Wow, this was random. But no specifics on that chocolate cake? How cruel.

lizgwiz said...

You are definitely a chocolate cake tease! (Blame the wine?)

I love reading writing about food/restaurants. Even for cities I've never been to. I like seeing to what depths of the thesaurus they have to plumb to keep coming up with different ways to say something tastes good. There's a local reviewer who defaults to "tasty" way too much for my liking. And "flavorful." Everything is "tasty and flavorful." Maybe I should send her a thesaurus.

Noelle said...

This is yet another circumstance where NPW got to comment before me and said pretty much exactly what I was going to say.

So I'll just go ahead and forward you the email from Birmingham's mother about how there are rapists EVERYWHERE, and it's probably Obama's fault.

-R- said...

Can that be my new tagline: Cheery and delightful with a tinge of deviance and subdued rage? That cracks me up.

An e-mail forward was actually true and helpful! Shocking!

Alice said...

um, a 3 minute delicious chocolate cake that you DO NOT SHARE WITH US? wrong. so very, very wrong.

:-)

Lara said...

I cannot believe you mentioned this cake thing and didn't share the recipe. (Obviously from all the other posts here, I am not alone.)

Courtney said...

I'm posting this comment after you put up the recipe, so I can't admonish you for leaving us in the dark. You have done your duty.

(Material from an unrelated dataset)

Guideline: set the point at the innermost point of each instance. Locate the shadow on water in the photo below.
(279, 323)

I'm jealous of your bloggy meetup. I never get to hang out with bloggers other than the one I live with, although he is delightful.

Stefanie said...

Metalia--I'm on it, yo.

3Cs--I am uncaring, too, because I ignore those as well. Also, when did you become Woodstock?? I should really probably get myself an avatar one of these days...

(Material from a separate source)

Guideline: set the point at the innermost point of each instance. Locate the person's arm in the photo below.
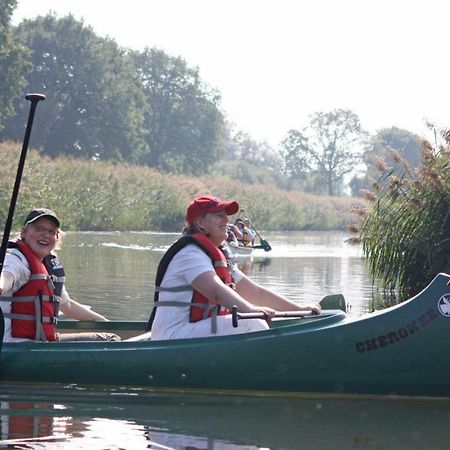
(77, 311)
(212, 287)
(256, 293)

Dutchess--Not wrong at all. I'm sorry I held out on that.

NPW--Indeed. That does make it a tie, I guess. (I am still jealous of you and Noelle, however.)

Badger Reader--I know! I know! Situation remedied, of course.

Jess--I'm sort of thinking refusing a marriage proposal from someone I've never met would be pretty dang easy. But then, I've never been proposed to by a Senegalese man. Maybe it's trickier than I think.

Mickey--Remedied. Sorry.

Liz--Blame the wine indeed. (What else can I blame wine for? Whee!)

Noelle--Definitely. I hear Obama kills puppies, too. Also, he will probably turn your children gay.

R--I don't know if it's your new tagline, but it's definitely true, anyway. :-)

Alice--A thousand apologies. (Well, five of them, anyway.)

Lara--See above. (And above and above and above.)

Courtney--I thought you had blogger meetups in Knoxville! Oh well. At least you and Mickey have a blogger meetup every day.

ediblecities said...

Thanks Stef! I have four posts now, so I'm catching up. You have a deal, and I think we should start by going to Crescent Moon.

Aaron said...

Never assume that your mom does not read your blog. Is all.

michelle of bleeding espresso said...

I'm so happy for your sake that you didn't simply assume that chocolate cake e-mail was crying wolf. And btw, I've even specifically asked my aunt to stop with the forwards, especially the Christian ones, and yet it continues. The only thing I can figure is that she thinks it's worth pissing me off just on the off-chance that I might be saved.